As a member of the City Council, I have always made it my mission to improve our community for those that call it home and do everything I can to attract people from other cities. However, undoubtedly, people may move away from Siouxland for work, family, or other reasons. I recently caught up with a friend who had done just that and found her story compelling. It reminded me that sometimes you don’t know what you’ve got until it’s gone. So please, enjoy her story and heed her call to explore your own community!
Comfort food(ie) by Jenna Rehnstrom-Liberto
I’ve always had a knack for being a tourist in my own town. It’s a skill I learned as a cub reporter when I was still a student at Morningside University (then Morningside College). And I say skill because you have to cultivate a passion for curiosity about your community, especially if you’ve lived there your whole life.

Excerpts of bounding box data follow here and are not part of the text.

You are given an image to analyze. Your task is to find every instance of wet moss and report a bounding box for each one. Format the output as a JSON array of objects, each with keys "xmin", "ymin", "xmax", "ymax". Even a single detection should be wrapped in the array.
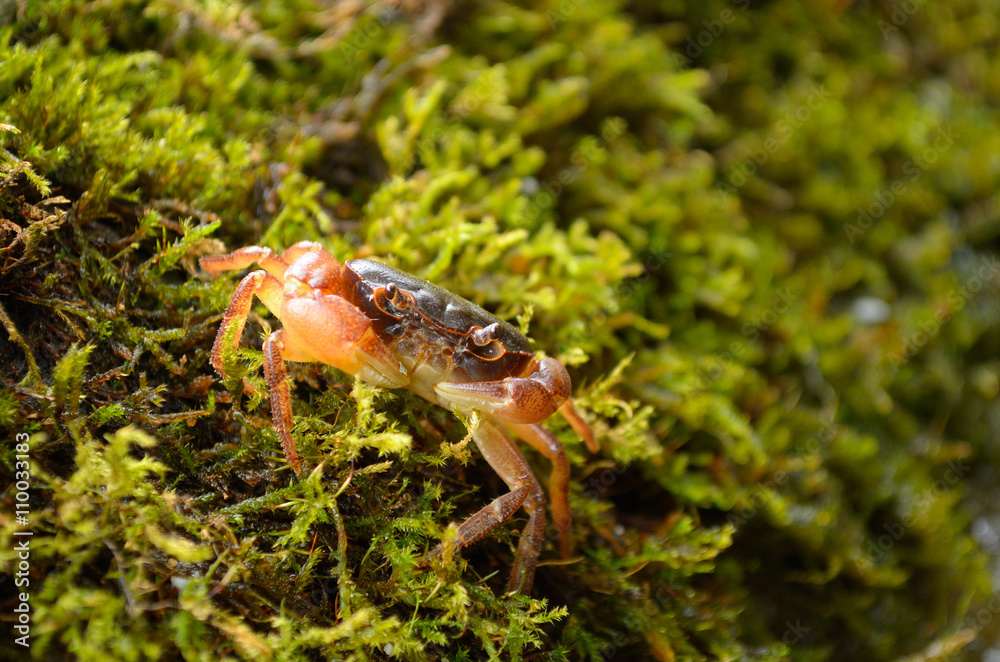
[{"xmin": 0, "ymin": 0, "xmax": 1000, "ymax": 660}]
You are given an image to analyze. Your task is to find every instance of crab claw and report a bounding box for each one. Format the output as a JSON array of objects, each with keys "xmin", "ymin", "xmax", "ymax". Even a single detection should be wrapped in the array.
[{"xmin": 434, "ymin": 358, "xmax": 571, "ymax": 423}]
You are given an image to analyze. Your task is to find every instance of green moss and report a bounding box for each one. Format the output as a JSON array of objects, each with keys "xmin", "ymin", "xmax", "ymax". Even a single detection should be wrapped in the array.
[{"xmin": 0, "ymin": 0, "xmax": 1000, "ymax": 660}]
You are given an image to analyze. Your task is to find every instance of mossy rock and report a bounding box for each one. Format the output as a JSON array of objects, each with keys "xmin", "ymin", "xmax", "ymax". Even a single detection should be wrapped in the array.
[{"xmin": 0, "ymin": 0, "xmax": 1000, "ymax": 661}]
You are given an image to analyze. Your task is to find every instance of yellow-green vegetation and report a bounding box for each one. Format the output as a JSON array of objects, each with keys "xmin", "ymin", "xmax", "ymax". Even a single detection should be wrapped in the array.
[{"xmin": 0, "ymin": 0, "xmax": 1000, "ymax": 661}]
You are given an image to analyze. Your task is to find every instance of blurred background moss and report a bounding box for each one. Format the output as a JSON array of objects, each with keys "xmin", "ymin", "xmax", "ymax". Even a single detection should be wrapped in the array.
[{"xmin": 0, "ymin": 0, "xmax": 1000, "ymax": 661}]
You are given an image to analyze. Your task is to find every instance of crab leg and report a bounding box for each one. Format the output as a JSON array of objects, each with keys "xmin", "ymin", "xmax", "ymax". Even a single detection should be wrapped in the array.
[
  {"xmin": 198, "ymin": 246, "xmax": 294, "ymax": 282},
  {"xmin": 208, "ymin": 268, "xmax": 282, "ymax": 377},
  {"xmin": 510, "ymin": 423, "xmax": 572, "ymax": 558},
  {"xmin": 428, "ymin": 421, "xmax": 545, "ymax": 593},
  {"xmin": 263, "ymin": 329, "xmax": 305, "ymax": 474}
]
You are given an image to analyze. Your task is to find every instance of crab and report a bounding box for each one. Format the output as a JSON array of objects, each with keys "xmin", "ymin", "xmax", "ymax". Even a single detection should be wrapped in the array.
[{"xmin": 201, "ymin": 241, "xmax": 598, "ymax": 593}]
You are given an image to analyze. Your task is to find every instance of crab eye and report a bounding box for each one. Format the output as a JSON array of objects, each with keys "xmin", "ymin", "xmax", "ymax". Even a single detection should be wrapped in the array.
[
  {"xmin": 385, "ymin": 283, "xmax": 410, "ymax": 310},
  {"xmin": 472, "ymin": 322, "xmax": 500, "ymax": 347}
]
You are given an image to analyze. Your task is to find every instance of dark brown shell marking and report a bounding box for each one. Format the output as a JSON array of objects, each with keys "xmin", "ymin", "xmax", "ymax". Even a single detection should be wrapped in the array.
[{"xmin": 343, "ymin": 259, "xmax": 534, "ymax": 383}]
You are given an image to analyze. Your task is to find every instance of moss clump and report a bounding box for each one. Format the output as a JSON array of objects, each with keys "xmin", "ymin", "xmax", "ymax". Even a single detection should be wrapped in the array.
[{"xmin": 0, "ymin": 0, "xmax": 1000, "ymax": 660}]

As a journalist, it’s your job to take viewers, readers, or listeners to places they can’t go. Perhaps even more importantly, to all the places they can go but have yet to discover. And I loved it. I saw it as a free pass to explore the old, the new, the reinvented, the forgotten, the interesting, and the “I didn’t think that was interesting in Siouxland.”
At the beginning of the new year, our family picked up our roots and replanted in South Bend, Indiana, to follow a dream opportunity for my husband, Chris, as a development director for the University of Notre Dame. A lifelong Siouxland girl, my acclimation is still a work in progress. Still, I’m finding comfort in going back to my roots as a passionate explorer of my surroundings – now all unfamiliar and ready to be learned by someone new.
Just as any good journalist (or exhausted mother of three) would do, I started with coffee.
My favorite coffee spots in Siouxland meant conversation with my best friend over a latte (Hardline), a lunch date with my hubby (Pierce Street Coffee Works), a Saturday morning treat with my daughter (High Ground), catching up with an old friend (Stone Bru) and brainstorming with a colleague over espresso (CodeBrew at MercyOne Siouxland Medical Center). These spots (and my other local favorites) evoke feelings as warm and strong as the coffee itself.
Arriving in South Bend in the middle of snowy January, I poured myself into replicating these feelings in my new surroundings. I found a bit of discomfort: navigating new streets, more traffic (so many roundabouts!), and unfamiliar faces. I also found no shortage of new acquaintances willing to take an hour for coffee.
Confident I’d found my favorite local coffee spots (shout out to Cloud Walking Coffee in South Bend!) I moved on to the food. Just a few weeks in our new home, we had a favorite family breakfast spot, a local pizza go-to, and a special date night spot. What I didn’t expect (or worried I wouldn’t find) was a group of neighborhood friends for birthday dinner at a local Mexican restaurant, a new friend to help me explore the best sushi spots, and a farmers market buddy. Food is comforting. Food is a connection. Food is to be explored (and in my opinion, Instagram-ed excessively).
If you’re craving that feeling of experiencing something new right at home, try out that restaurant you drive by every day, but haven’t stopped at yet. Play tourist downtown and wander into someplace you haven’t perused in a while. Explore how special Sioux City is for where it’s been and how it’s growing, and invite someone who’s new to town for coffee at your favorite spot. I promise, they’ll appreciate it.